Chinese universities climb up leading global ranking
What you need to know:
- Overall, China had seven universities in the top 100, compared to two universities in 2018, while the number of Chinese institutions in the top 400 list doubled from 15 in 2021 to 30 this year
London.Chinese universities are making a "dramatic" rise up a leading university rankings table as higher education institutions in Britain and the United States face growing competition from Asia.
According to the annual Times Higher Education World University Rankings published Wednesday, two Chinese universities entered the top 15 for the first time in the 20-year history of the ranking.
China's Tsinghua University occupied 12th place on the list, gaining four places since last year, while Peking University rose from 17th to 14th.

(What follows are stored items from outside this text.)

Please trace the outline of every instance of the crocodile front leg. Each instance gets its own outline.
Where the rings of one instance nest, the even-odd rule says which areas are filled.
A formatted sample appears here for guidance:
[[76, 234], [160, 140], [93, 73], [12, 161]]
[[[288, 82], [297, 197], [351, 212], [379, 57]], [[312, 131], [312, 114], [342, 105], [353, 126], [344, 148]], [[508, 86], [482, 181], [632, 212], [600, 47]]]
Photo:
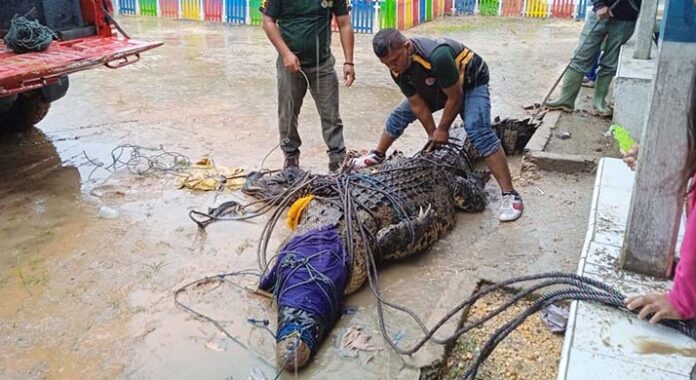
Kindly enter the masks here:
[[455, 206], [464, 212], [481, 212], [486, 209], [488, 199], [483, 190], [488, 175], [480, 177], [470, 174], [467, 177], [457, 176], [452, 184], [452, 200]]
[[377, 250], [386, 260], [400, 259], [417, 253], [434, 241], [435, 212], [430, 205], [418, 216], [391, 224], [377, 232]]

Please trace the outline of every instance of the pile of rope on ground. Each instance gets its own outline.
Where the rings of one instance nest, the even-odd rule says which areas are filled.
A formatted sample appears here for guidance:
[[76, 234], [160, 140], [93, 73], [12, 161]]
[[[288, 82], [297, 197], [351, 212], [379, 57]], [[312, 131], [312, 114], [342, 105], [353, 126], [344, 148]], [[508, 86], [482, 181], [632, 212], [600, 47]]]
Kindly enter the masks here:
[[17, 54], [48, 49], [56, 34], [47, 26], [24, 16], [14, 16], [10, 30], [3, 38], [8, 49]]
[[82, 155], [94, 169], [89, 173], [88, 180], [97, 169], [102, 168], [109, 172], [115, 172], [127, 168], [132, 174], [140, 176], [180, 173], [191, 166], [191, 161], [182, 153], [172, 152], [163, 146], [148, 148], [136, 144], [122, 144], [111, 150], [111, 163], [108, 165], [93, 159], [82, 151]]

Overall, China had seven universities in the top 100, compared to two universities in 2018, while the number of Chinese institutions in the top 400 list doubled from 15 in 2021 to 30 this year.

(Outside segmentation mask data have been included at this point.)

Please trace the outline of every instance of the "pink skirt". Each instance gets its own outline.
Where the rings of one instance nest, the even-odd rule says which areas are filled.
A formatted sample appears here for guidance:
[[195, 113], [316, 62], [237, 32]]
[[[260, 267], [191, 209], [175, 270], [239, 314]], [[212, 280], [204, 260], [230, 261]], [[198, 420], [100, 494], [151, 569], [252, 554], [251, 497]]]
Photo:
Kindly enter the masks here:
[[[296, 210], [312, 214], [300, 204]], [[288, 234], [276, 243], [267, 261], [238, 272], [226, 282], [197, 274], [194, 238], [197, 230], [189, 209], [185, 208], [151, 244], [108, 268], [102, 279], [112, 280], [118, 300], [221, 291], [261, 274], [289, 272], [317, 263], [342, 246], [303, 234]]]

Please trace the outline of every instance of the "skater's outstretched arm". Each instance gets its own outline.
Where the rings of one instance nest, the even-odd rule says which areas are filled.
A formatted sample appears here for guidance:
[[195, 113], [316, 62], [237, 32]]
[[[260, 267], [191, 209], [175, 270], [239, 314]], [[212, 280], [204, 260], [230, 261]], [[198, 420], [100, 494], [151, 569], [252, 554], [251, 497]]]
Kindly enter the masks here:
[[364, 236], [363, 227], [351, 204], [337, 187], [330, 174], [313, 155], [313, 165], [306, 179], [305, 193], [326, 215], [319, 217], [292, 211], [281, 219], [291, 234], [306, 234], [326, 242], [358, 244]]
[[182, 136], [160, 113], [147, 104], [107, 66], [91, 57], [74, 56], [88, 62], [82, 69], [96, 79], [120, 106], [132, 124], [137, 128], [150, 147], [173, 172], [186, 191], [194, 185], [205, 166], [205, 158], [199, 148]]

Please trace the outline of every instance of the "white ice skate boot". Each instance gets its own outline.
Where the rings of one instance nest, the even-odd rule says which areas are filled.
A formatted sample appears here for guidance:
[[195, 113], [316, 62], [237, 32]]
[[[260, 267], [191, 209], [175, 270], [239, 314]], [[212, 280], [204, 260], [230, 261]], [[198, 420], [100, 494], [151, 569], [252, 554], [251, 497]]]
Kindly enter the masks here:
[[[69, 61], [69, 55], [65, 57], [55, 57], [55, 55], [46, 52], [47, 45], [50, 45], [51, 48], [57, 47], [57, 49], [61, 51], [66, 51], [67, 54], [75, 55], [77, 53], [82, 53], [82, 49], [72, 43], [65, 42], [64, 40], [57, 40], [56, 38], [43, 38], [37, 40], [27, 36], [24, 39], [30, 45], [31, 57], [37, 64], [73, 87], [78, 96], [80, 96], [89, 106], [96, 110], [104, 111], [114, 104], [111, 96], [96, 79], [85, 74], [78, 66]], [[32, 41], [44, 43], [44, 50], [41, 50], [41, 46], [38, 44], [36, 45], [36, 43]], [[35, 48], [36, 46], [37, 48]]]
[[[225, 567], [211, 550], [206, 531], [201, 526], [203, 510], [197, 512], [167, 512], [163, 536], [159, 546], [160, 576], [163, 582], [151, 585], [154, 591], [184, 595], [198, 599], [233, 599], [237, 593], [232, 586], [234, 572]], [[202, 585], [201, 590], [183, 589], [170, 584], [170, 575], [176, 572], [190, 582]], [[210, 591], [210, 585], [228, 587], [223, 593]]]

"The competition from East Asia is accelerating," said Phil Baty, chief global affairs officer at Times Higher Education, which publishes the ranking.

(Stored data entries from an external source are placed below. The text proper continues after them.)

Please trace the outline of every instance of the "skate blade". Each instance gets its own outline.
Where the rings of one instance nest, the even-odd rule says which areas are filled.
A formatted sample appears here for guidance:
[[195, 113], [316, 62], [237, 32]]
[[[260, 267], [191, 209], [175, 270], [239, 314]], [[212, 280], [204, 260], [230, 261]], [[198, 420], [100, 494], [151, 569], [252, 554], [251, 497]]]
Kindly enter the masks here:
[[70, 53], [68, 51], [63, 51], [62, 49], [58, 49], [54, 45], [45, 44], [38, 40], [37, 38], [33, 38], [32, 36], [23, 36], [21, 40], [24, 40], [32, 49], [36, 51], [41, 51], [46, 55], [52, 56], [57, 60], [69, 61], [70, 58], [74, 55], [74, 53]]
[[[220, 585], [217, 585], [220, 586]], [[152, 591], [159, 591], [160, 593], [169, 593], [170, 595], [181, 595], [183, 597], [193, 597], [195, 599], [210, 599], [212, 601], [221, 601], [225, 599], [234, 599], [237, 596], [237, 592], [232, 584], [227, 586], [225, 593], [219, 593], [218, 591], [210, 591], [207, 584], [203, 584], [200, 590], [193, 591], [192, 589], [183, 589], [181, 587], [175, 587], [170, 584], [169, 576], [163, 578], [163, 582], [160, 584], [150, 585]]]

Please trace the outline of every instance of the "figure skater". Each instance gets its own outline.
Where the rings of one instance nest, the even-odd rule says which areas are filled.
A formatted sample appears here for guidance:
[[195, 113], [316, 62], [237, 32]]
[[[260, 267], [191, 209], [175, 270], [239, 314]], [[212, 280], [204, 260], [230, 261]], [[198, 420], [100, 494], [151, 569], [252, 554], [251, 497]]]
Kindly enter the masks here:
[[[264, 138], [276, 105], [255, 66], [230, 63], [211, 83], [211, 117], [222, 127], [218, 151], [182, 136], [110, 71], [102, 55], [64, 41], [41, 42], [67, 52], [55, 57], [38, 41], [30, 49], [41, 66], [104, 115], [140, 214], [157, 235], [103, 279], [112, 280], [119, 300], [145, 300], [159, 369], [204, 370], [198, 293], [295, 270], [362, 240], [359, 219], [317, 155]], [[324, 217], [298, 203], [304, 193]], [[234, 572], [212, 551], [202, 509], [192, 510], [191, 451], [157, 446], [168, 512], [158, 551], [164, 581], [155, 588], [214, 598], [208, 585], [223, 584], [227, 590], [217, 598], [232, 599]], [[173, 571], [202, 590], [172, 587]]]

Baty added that China in particular is "making further dramatic rises up the rankings", adding that other East Asian countries, such as South Korea and Singapore, are "also remaining strong".
The top of the ranking remains dominated by the United States with 13 universities making the top 20, with Stanford University in second place and The Massachusetts Institute of Technology in third.
Britain's University of Oxford was ranked the world's number one for an eighth year in a row with two other UK universities also making the top 20, including Cambridge -- fifth behind Harvard in the US.
But despite leading the rankings both Britain and the United States saw a decrease in the number of universities in the top 200 -- by four and three institutions respectively -- since 2021.
This year's ranking -- "our biggest and most rigorous" according to Baty -- includes 1,904 universities from 108 countries and regions.
The assessment criteria cover performance indicators grouped into five areas: teaching, research quality, research environment, international outlook and industry.
Rankings by Times Higher Education are among the leading university rankings, alongside those produced by UK-based Quacquarelli Symonds, the Academic Ranking of World Universities in Shanghai and the US News Best Global Universities Ranking.